Clark M.B.A. student officially launches Freight Farms company

Brad McNamara in the Freight Farms container by the Clark Recycling Center.

“I’m terrible at growing things,” laughs Brad McNamara, MBA/ES&P ’13, as he holds a tray of basil sprouts.

He’s being modest. The sprigs look healthy enough, and McNamara already has produced a harvest of perfectly edible lettuce.

McNamara is standing inside a shipping container lined with rows of vertical “growing towers” bathed in pink glow, the result of the red and blue LED lights that substitute for the sun’s rays. Nutrient-rich water is piped into each tower, and the temperature inside the room remains at a moderate 65 to 75 degrees. All of it is controlled by computer via wireless connection, and the conditions inside this rig can be adjusted remotely from just about anywhere in the world.

McNamara may question his ability to grow veggies, but he certainly knows how to cultivate a business.

He and partner Jon Friedman have launched Freight Farms, beginning with the prototype parked in the lot behind the Clark University Recycling Center. The men are pioneering this unique growing method that blends the principles of hydroponics, high technology and sustainability to produce a steady harvest of leafy greens and herbs.

And while McNamara is excited that the vegetable output has been robust, he and Friedman have their eyes on another type of green. They’ve been wooing investors, including one from Japan who spent a recent weekend with them, to build Freight Farms into an international company.

The Freight Farms prototype, located in the lot behind the Clark Recycling Center.

“We’re not in business to sell produce,” McNamara says. “We’re selling a farming platform.” A Boston-based food distributor has already purchased a Freight Farm; the platform is trademarked and McNamara and Friedman have provisional patents on the processes.

“Our overarching goal is to allow anyone to grow food anywhere,” McNamara says. “People can run a Freight Farm as a business, and they can become food distributors in their own neighborhoods.” These stackable greenhouses can be situated wherever there’s the space to accommodate the 40’ x 8’ x 8’ trailer and the electricity to make this indoor farm hum.

McNamara is enrolled in Clark’s dual degree program, pursuing a Master of Science degree in  Environmental Science & Policy from the International Development, Community and Environment IDCE Department and a Master of Business Administration from the Graduate School of Management (GSOM). He says he and Friedman want to partner with government and non-government groups conducting food programs.

The floor-to-ceiling towers (envision a cross between a vertical blind and a gutter guard) accommodate a staggered growth cycle, so that plants are in various states of maturation. The seeds are first planted in tiny cubes of recycled non-organic matter known as rockwool — when assembled side by side in a tray, the cubes resemble brownie batter. As they bud, the sprigs are then transferred into a strip of rockwool that is inserted into a tower.

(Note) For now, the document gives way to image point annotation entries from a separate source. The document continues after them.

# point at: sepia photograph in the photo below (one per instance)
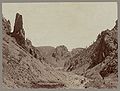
(60, 45)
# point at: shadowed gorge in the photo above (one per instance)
(27, 66)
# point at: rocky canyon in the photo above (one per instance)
(27, 66)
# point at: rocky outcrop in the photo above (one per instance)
(32, 50)
(18, 32)
(6, 26)
(100, 59)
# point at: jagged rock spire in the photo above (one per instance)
(19, 32)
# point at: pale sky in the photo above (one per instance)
(71, 24)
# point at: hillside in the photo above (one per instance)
(27, 66)
(99, 60)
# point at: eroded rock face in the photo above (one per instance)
(32, 50)
(6, 26)
(103, 52)
(19, 33)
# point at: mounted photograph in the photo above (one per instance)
(60, 45)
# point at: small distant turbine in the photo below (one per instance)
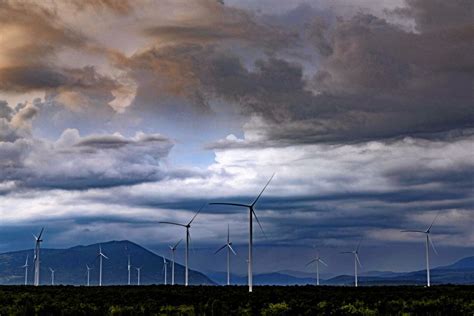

From there, the LED lights — combined with nutrient-rich water that is recirculated through an irrigation system — have allowed McNamara and Friedman to grow 3,000 plants simultaneously since the Freight Farm went online Aug. 15. Among the customers for their produce is The Local Root, the food co-op run by Clark University students. The veggies have been popular, and the co-op has put out a call for Swiss chard.

“We’re determining the best mix of plants to grow,” McNamara says.

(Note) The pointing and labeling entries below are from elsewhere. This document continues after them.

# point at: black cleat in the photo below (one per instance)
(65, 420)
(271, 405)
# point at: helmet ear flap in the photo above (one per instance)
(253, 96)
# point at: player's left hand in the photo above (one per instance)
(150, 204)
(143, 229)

He notes that each Freight Farm is outfitted with six to eight cameras, and expert growers hired by McNamara and Friedman will be able to monitor progress remotely and do trouble-shooting for every Freight Farm from a central control site. So for instance, if a Freight Farm owner notices a fungus on his plants, a camera can zoom in on the fungus and the expert can make a diagnosis and offer a plan of action to deal with it.

McNamara told the CLARK alumni magazine that his vision to help repair “the broken food system” is “to create sustainable, local food economies around the globe.” The investor from Japan, for instance, is keenly interested in Freight Farms, he says, especially for use in areas that were affected by radiation from the Fukushima Daiichi nuclear disaster following the March 11, 2011 tsunami.

McNamara and Friedman held a grand opening ceremony for Freight Farms on Nov. 3, behind the Clark Recycling Center, which was attended by, among others, Congressman James McGovern. The partners, who solicited early investors through a Kickstarter account, are now pitching their business model to venture capitalists.